Figure 2.

DOCK8 is not required for deletion of strongly self‐reactive CD4SP thymocytes. For thymocytes from mice of the indicated genotypes (top), plots show (a) expression of Foxp3 versus TCR^3A9 with numbers representing the percentage of cells in the adjacent gate, enumerated in the summaries (right). (b) CD4/CD8 phenotype of TCR^3A9+ Foxp3⁻ thymocytes with a summary showing the percentage of TCR^3A9+ Foxp3⁻ CD4SP cells among all thymocytes (right). TCR^3A9+ Foxp3⁻ CD4SP thymocytes were analysed for (c) Helios/CCR7 phenotype, with a gate for antigen‐inexperienced Helios⁻ CCR7⁺ cells, and (d) Helios/Bim phenotype, with a gate for antigen‐experienced Helios⁺ Bim⁺ cells, enumerated in the summaries (right). In a–d, each symbol in a summary graph represents a measurement from 1 mouse (n = 3 Dock8^+/+3A9⁺, n = 2 Dock8^pri/pri3A9⁺, n = 4 Dock8^+/+3A9⁺insHEL⁺ and n = 5 Dock8^pri/pri3A9⁺insHEL⁺), and horizontal bars show the group mean compiled from 2 experiments. (e) Mixed chimeras made by reconstituting irradiated insHEL⁻ or insHEL⁺ hosts with mixtures of CD45.1 wild‐type 3A9⁺ BM plus CD45.2 Dock8^+/+ or Dock8^pri/pri 3A9⁺ BM were analysed 8 weeks after BM transplantation. Plots show CD45.2⁺ TCR^3A9+ Foxp3⁻ CD4SP thymocytes analysed for Helios/CCR7 (top) or Helios/Bim (bottom) phenotypes, with summaries (right) showing the frequency of subsets gated on the plots.

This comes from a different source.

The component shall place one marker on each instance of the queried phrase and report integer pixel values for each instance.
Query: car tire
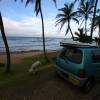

Each line joins frequencies for the CD45.1⁺ and CD45.2⁺ subsets of TCR^3A9+ Foxp3⁻ CD4SP thymocytes from an individual mouse (n = 4 CD45.1Dock8^+/+: CD45.2 Dock8^+/+ into insHEL⁻; n = 2 CD45.1Dock8^+/+: CD45.2 Dock8^pri/pri into insHEL⁻; n = 4 CD45.1Dock8^+/+: CD45.2 Dock8^+/+ into insHEL⁺; and n = 3 CD45.1Dock8^+/+: CD45.2 Dock8^pri/pri into insHEL⁺). Statistical analyses used 2‐way ANOVA with Sidak’s multiple comparisons test (a–d) or paired Student’s t‐tests (e); P‐values: * < 0.05, ** < 0.01 and **** < 0.0001.